Perhaps the hardest part about security risk analysis is reconciling the widely divergent perceptions within your organization. On the one side, you have the security professional who reads up on the latest threats; on the other side, you have Joe the User who may not even be aware that the security group exists. Somewhere in the middle, you have a random IT staff member who knows his own area but never thinks about the security aspects of it because “we have a group for that.”
Frankly, security professionals can often have an extreme view of risk. When you are reading about exploits and attacks every single day, you tend to rate the probability higher than it warrants. In the same way that a guy with a hammer sees everything as a nail, a responder (be it security, law enforcement, or emergency personnel) sees a biased cross-section of life because he sees only the events in a concentrated form, not the population that makes up the statistical average. There are some sad examples of what can happen when you overestimate risk because that risk is all you work with and think about every day. I get risk fatigue on a regular basis from the streams of vulnerability announcements coming into my mailbox, and most of the conference tracks I see these days are along the lines of, “Oh noes! Another esoteric exploit is discovered! We’re all gonna die!” If you didn’t know anything about risk analysis, and simply read the titles of blog posts, books, magazine articles and conference talks, you’d swear that every system was under attack every second of every day.
[No. No. NO. No, they’re not. I don’t care what your IDS says. A probe that has no chance of succeeding is not an attack; it’s a contact event. Is the rain attacking you as you walk beneath your umbrella? Yes, water can drown you if applied correctly, but it doesn’t mean every drop is trying to kill you.]
Folks, if you so much as talk about these things too frequently to the same people, they’re going to come away with the impression that you think the risk is extremely high, even if you don’t. It’s completely at odds with their own experiences, so they’re not going to take you seriously even long enough to split the difference.
Now, it’s not entirely our fault: on the other side you have the users who never think about security at all. If they’re already intimidated by technology, they’re not going to want to try to understand it long enough to get a realistic understanding of security risk and how their actions affect it.

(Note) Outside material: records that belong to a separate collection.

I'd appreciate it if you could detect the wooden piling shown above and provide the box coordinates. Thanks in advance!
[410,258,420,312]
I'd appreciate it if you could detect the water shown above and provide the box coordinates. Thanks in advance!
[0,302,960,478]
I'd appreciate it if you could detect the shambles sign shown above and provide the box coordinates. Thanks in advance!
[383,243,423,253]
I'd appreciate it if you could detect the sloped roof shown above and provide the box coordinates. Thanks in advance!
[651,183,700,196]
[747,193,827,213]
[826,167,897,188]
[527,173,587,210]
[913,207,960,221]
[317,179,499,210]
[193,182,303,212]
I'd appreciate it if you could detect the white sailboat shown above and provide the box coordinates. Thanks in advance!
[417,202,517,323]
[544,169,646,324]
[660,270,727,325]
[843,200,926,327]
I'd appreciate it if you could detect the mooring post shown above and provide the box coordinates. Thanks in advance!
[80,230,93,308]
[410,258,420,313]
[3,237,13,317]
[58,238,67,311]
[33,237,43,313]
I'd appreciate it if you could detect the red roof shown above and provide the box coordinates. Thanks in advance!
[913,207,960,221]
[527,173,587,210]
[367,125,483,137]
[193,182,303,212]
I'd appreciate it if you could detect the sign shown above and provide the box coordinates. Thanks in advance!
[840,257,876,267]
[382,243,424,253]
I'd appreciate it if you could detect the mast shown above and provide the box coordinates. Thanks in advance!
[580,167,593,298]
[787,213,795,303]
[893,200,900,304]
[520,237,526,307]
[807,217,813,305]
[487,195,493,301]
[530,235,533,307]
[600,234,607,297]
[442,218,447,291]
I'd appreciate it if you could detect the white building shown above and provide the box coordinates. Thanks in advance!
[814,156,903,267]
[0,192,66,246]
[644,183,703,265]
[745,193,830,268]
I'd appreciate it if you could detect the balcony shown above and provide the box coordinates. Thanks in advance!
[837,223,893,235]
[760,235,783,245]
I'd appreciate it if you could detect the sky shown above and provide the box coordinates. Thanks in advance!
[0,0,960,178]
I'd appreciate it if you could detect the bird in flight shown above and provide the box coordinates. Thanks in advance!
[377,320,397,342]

Perhaps the worst group of all is the one in the middle: the programmer who personally couldn’t figure out how to code a SQL injection attack, so he doesn’t believe they’re a threat. The help desk dude who doesn’t understand HTML, so he rejects any notion that even displaying a page could set something off. The PC technician who doesn’t understand malware, so he can’t conceive of it as anything other than a harmless set of error messages that need to be made to disappear by re-imaging the desktop. In other words, it’s the dangerous bias of someone with incomplete knowledge.
Put these all together, and you have a massive disconnect between the population that doesn’t think anything is possible—and the population that knows what’s possible and believes it all to be inevitable. If we’re to have any hope of achieving a realistic estimation of risk and having it accepted on all sides, we have to use a model that separates raw, irrational perceptions from knowledge-based data points. Our users lack knowledge, and we have to give it to them in the right way, not by abusing the data to take advantage of our psychological tendencies to misinterpret risk.
We have to stop defining risk by saying, “It happens all the time.” If you are chasing down tornadoes, of course they “happen all the time”—to YOU. That doesn’t mean they happen all the time to everyone, and we shouldn’t mislead people into thinking they do.
We have to stop “managing risk by headlines”—yes, I mean YOU, the ISO who emails scary Heartland stories around to all the management to try to convince them that a breach is imminent.
We have to build an understanding of the difference between attacks of opportunity and targeted attacks, and understand our particular exposure within the whole population.
In other words—and I mean this in the nicest possible way—we all need to get a grip.